25 Expression analysis of S2255I has not been reported, but, as proposed by Webster et al.,
25 we cannot exclude a limited pathologic effect of this allele in those cases presenting a severer phenotype. For instance, family ARDM-85 showed unilateral vitreous detachment, severely reduced a- and b-waves of the ERG, reduced visual fields, but normal angiofluoresceingraphy and fundus. We speculate that either the
ABCA4 gene acts as a modulating factor, or other genetic factors have an effect on the phenotypic outcome of the
ABCA4 mutations. Clinical manifestations of the arCRD patients are shown in
Table 4 .
In the 27 RP families, we found one mutated allele in 9 (33%). In three families we identified only the controversial change S2255I, but as we pointed out before, we could not exclude this mutation as having a role in the pathogenesis of the disease. The percentage of allele detection was 13% to 16%, depending on the inclusion of the S2255I change. This mutation detection rate is higher than the 5% described by Klevering et al.

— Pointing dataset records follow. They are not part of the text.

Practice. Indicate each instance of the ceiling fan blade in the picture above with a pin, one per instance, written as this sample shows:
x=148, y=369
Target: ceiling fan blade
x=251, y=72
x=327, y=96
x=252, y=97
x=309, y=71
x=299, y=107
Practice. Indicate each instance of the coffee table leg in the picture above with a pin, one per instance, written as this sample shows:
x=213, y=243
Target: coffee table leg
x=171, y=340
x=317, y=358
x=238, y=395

23 and similar to the 16% described by Wiszniewski et al.
26 Therefore, a complete study is needed to determine the real role of this controversial allele in the pathogenesis of the disease. A homogeneous phenotype has been described in patients with RP with mutations in the
ABCA4 gene characterized by severe loss of visual function, extensive atrophy, and early loss of ERG responses. Most of our patients presented early onset of RP, with symptoms typically starting before the age of 10 years. There were two exceptions, SRP-775 and SRP-834, who demonstrated moderate and asymmetrical RP, respectively. All the mutations identified in those patients were suggested to have functional consequences for the ABCA4 activity
(Table 3) . Taking into account that eight of the patients with heterozygous RP were simplex cases and the relatively high prevalence of STGD in the population (1:10,000), it is questionable, as pointed out by Lorenz and Preising,
10 whether these mutations are in fact disease-causing in RP. The involvement of the
ABCA4 gene in several retinopathies is clear, but the exactly mechanism is still unknown.